PARIS – French investigators were studying a video on Sunday claiming responsibility for the meat cleaver attack in Paris that targeted satirical weekly Charlie Hebdo as the government condemned an act of “Islamist terrorism”.
Eight people were still under arrest, including the alleged perpetrator of Friday’s attack which left two seriously injured outside the former Charlie Hebdo offices in Paris.
The man is an 18-year-old Pakistan-born man named Hassan A, according to a source close to the investigation.
He told investigators he carried out the attack to avenge Charlie Hebdo’s republication of the Prophet Muhammad cartoons, which was the target of a January 2015 massacre by Islamist gunmen.
Investigators were now seeking to authenticate a video they said could show Hassan A. announcing that he was about to carry out the attack.
“We see him cry, sing.
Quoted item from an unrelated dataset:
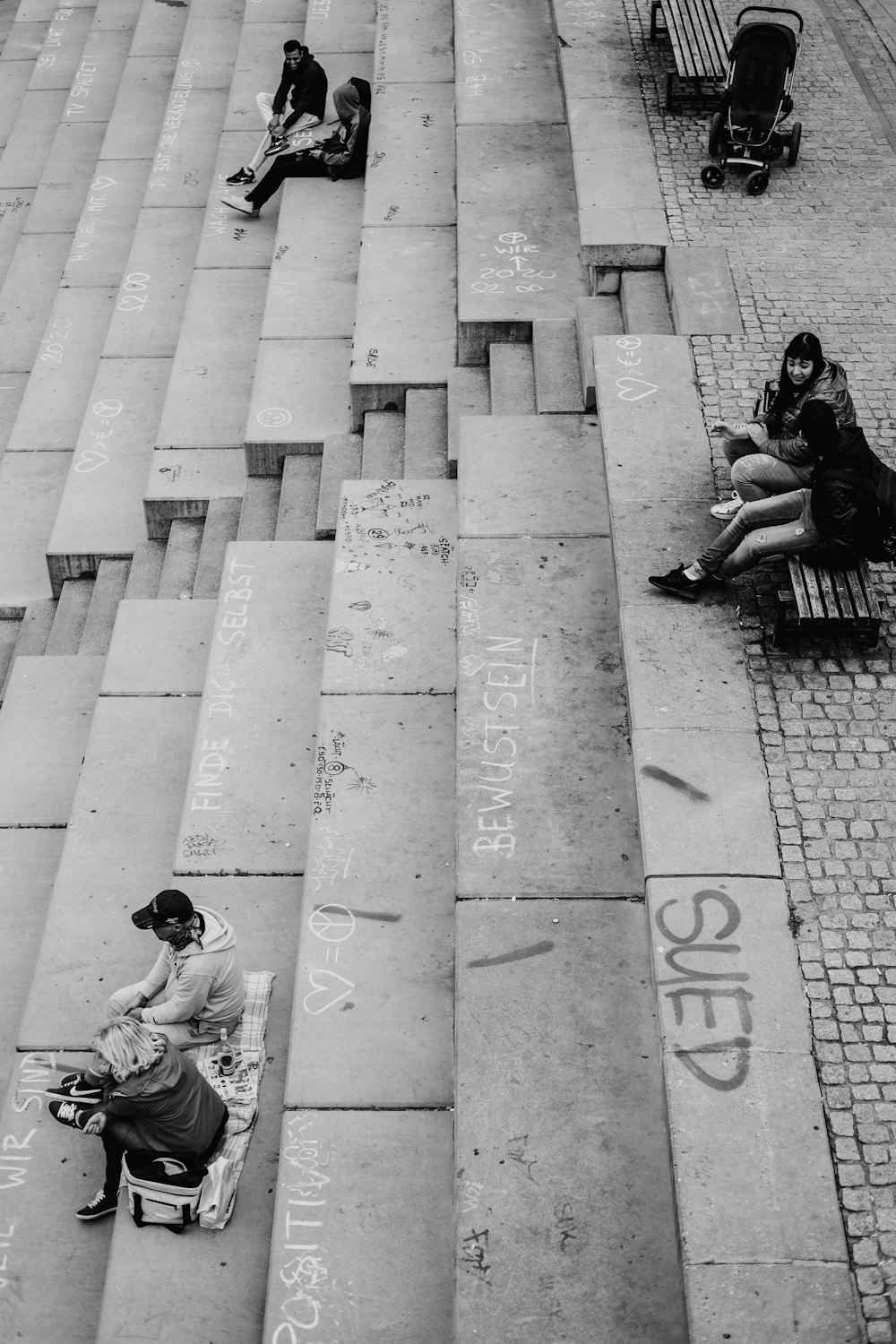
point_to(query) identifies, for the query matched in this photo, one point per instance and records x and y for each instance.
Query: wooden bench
(700, 43)
(828, 602)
He claims his act in advance by evoking the republication of the cartoons, ”said the source, who asked not to be named.
“It’s a kind of manifesto, he announces that he is going to act,” explained the source, adding: “It is not a claim of allegiance to an organization”.
The suspect was born in the Pakistani town of Mandi Bahauddin and while he speaks some French he needed a translator during his questioning, the source close to the investigation said.
He would have entered France three years ago when he was still a minor and would have shown no risk of radicalization when he had been arrested for carrying a cold weapon.
– “At war against Islamic terrorism” –
The two injured were employees of the award-winning television production agency First Lines, whose offices are in the same building that previously housed Charlie Hebdo in the center of the capital.
However, it is not believed that the two, whose lives are not in danger, were specifically targeted.
The man mistakenly believed that Charlie Hebdo’s offices were still in this building and wanted to attack the magazine’s journalists, according to his statement to investigators.
One arrested person was released overnight. But in addition to the prime suspect, seven others were still in custody.
These include his younger brother and the people who lived with him in his last place of residence in northern Paris.
The attack came three weeks after the start of a trial in Paris of alleged accomplices in the January 2015 attacks against Charlie Hebdo, a policewoman and a Jewish supermarket that left 17 people dead.
The bloodshed heralded a wave of Islamist violence in France that has so far claimed 258 lives.
Home Secretary Gerald Darmanin conceded that authorities may have become complacent about the terrorist risk after a relative lull in high-profile attacks in recent years.
“We are in an extremely critical situation, we are at war against Islamist terrorism. Maybe, collectively, we put this behind us, ”he said.
Darmanin said the threat was still real, noting that 32 attacks had been foiled in the past three years. “It’s about once a month,” he says.
The centrist government of President Emmanuel Macron has started in recent weeks to use increasingly harsh rhetoric on internal security issues in what analysts see as a shift to the right.